Compgen Tool Suite

Problem Set #5

mcmillan / Version 16

Comp 590-087/790-087: BioAlgorithms -- Fall 2011

Problem Set #5

Issued: 11/21/2011 Due: In class 12/6/2010

Homework Information: Some of the problems are probably too long to attempt the night before the due date, so plan accordingly. No late homework will accepted. However, your lowest homework will be dropped. Feel free to work with others, but the work you hand in should be your own.

Doublet starred (**) parts of questions are optional and worth up to 10% extra credit.

Question 1. Clustering

Consider the following distance matrix.

	A	B	C	D	E
A	0	22	16	12	16
B	22	0	18	26	10
C	16	18	0	20	12
D	12	26	20	0	20
E	16	10	12	20	0

Is this distance matrix additive?

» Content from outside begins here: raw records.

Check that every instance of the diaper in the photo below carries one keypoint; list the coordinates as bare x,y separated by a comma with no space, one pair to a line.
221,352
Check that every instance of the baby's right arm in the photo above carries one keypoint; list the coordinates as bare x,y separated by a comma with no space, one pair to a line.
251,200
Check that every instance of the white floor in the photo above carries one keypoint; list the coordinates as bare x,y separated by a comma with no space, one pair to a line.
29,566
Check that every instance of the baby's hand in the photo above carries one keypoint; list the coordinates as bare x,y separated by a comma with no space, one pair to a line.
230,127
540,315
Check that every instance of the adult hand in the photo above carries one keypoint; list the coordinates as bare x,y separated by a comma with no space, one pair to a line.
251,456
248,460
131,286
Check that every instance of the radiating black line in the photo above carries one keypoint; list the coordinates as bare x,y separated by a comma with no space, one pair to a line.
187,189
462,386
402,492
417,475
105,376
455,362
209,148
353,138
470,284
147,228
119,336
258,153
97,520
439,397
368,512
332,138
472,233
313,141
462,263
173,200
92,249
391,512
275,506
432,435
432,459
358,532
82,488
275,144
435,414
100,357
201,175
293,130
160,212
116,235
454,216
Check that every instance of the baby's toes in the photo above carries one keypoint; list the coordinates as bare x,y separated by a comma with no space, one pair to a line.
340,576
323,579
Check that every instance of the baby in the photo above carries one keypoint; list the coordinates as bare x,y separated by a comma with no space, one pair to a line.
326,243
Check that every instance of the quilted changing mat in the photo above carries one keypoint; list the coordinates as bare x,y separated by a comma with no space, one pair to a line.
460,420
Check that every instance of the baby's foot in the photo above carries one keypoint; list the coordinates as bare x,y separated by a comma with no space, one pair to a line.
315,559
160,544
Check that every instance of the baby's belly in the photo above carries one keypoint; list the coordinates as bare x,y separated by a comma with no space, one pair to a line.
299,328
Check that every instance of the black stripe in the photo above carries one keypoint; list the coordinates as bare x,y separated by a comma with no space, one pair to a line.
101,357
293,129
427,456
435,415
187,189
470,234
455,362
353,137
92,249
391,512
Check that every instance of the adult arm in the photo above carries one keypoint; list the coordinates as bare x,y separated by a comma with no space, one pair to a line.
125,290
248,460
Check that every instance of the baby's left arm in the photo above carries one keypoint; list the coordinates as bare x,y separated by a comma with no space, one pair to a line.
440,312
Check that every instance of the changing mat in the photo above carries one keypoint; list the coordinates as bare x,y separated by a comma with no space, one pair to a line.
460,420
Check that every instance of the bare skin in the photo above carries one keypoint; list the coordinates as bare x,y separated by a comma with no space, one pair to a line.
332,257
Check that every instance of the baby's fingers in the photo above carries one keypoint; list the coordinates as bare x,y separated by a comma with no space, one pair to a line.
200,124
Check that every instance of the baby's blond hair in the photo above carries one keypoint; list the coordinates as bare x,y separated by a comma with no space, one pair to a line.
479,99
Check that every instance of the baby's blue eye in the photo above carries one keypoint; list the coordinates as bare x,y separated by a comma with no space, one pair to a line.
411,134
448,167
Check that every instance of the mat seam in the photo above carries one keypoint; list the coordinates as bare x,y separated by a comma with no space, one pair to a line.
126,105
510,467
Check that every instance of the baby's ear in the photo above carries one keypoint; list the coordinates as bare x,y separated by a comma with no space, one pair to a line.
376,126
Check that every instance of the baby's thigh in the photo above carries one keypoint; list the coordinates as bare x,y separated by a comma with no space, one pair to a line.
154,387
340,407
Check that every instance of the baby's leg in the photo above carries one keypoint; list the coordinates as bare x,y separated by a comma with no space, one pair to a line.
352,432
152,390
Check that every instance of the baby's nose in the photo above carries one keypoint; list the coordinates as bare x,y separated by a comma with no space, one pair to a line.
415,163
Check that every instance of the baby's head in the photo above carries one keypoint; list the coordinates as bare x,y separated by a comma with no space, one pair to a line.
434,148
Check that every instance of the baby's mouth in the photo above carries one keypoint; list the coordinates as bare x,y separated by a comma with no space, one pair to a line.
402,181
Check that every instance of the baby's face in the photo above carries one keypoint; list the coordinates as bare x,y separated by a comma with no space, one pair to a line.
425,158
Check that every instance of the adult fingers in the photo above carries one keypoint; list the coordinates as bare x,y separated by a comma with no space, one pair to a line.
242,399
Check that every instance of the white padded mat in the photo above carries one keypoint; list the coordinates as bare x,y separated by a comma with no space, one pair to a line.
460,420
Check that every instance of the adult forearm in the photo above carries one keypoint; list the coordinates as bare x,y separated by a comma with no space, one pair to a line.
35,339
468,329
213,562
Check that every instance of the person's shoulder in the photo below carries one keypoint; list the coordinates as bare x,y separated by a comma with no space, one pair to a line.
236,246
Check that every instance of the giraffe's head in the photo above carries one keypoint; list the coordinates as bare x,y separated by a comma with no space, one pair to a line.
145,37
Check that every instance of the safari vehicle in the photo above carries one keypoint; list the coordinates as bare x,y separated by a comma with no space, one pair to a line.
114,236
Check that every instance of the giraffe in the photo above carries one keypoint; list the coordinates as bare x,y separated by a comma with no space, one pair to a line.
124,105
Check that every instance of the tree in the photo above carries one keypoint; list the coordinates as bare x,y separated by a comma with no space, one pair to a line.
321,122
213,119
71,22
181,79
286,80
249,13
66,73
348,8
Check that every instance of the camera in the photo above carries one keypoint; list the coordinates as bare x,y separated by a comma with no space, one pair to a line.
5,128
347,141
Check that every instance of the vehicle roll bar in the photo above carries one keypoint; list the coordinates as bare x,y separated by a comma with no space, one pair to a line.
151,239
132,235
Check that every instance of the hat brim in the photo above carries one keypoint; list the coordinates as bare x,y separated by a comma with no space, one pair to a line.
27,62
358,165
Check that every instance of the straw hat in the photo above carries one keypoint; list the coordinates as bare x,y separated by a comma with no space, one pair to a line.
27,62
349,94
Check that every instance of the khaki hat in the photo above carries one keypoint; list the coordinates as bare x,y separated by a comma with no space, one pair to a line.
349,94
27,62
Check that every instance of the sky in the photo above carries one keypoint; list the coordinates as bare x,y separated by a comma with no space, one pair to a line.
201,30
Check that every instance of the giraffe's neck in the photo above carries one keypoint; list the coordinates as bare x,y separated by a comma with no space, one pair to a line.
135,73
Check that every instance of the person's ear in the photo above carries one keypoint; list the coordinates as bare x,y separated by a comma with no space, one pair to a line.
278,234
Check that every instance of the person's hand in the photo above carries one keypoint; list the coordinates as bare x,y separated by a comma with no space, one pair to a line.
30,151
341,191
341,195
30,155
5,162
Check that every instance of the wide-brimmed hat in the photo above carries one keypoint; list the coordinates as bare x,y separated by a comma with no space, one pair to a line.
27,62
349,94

Justify your answer.
Apply the ADDITIVEPHYLOGENY algorithm descibed on page 364 to the given matrix. Draw the final tree and the step-by-step results in a manner similar to Figure 10.14 (Page 363).
Apply UPGMA to the given distance matrix and draw the resulting dendrogram. How does it compare to the tree derived in part B?
Describe an efficient algorithm for determining the value of δ in step 5 of ADDITIVEPHYLOGENY.

Question 2. Tree construction

A. How many canonical single-character Small Parsimony Problems are there for the following tree?

(Hint: Consider that each problem falls into one of 4 classes. It has either 4, 3, 2, or 1 distinct leaf labels. Notice that the order of labels in the 1st and 2nd positions does not matter. Likewise, for the 3rd and 4th positions. Also swapping the 1st and 2nd labels with the 3rd and 4th does not change the problem)

B. Give an example of each canonical Small Parsimony Problem from part A, and find its solution.

C. A parisimony score of at least n-1 is required to generate n distinct leafs. How many of the canonical Small Parsimony Problems for this tree have higher parsimony scores?

Question 3. Hidden Markov Models

Assume that a genome is composed of two types of segments, normal sequence and CG islands with the following base compostions and mean segment sizes:

	A	T	C	G	Mean length
Normal (N)	0.3	0.3	0.2	0.2	10
CG-island (I)	0.1	0.1	0.4	0.4	5

Draw an HMM diagram encapsulating the given data.

Given the observed sequence TGCC, what is the most likely series of hidden-segment states?

Given the observed sequence TGCCG, what is the most likely series of hidden-segment states?

What is the most likely hidden-segment state at the first 'C' in the sequence 'TGCCG'?